Settings in scrapers

  Thread Rating:
  • 2 Votes - 5 Average
  • 1
  • 2
  • 3
  • 4
  • 5
Post Reply
pko66 Offline
Senior Member
Posts: 190
Joined: Dec 2006
Reputation: 0
Post: #1
I'm studying IMDB scraper for the 3rd chapter of "scraper for dummies", and I would like to know if some of my first conclusions regarding settings are right. I will later try them for real (right now I have no access to a XBMC installation), but if spiff or somebody could shed some light here it would be greatly appreciated.
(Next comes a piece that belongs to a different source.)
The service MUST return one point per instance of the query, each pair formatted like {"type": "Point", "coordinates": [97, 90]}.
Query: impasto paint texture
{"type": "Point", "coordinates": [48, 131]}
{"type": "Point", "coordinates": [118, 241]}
The settings for a scraper have 2 parts, first, they need to be specified to XBMC so the user can modify them (and defaults can be set), second they need to be used in the actual scraper code.

For the first part, there is a new regexp, "getsettings" that need to generate a XML structure like this:

<settings>
<setting label=NAME type=TYPE id=ID default=DEFAULT></setting>
</settings>

where (all are quoted strings):
NAME = Name of setting, like "enable full cast credit"
TYPE = Type of setting one of ("bool"|"labelenum"|"sep"|"text")
ID = Identifier of setting (just any string? must a word?)
DEFAULT = Default value

Type bool can be "true" or "false"
Type labelenum is a list of strings separated by "|" symbol
Type sep is just a cosmetic function, simply displays a line to tidy up things
Type text allows entering an arbitrary string

- There can be as many <setting> as needed
- are there any other "type"s?
- ID is just a string to identify a setting latter in the code.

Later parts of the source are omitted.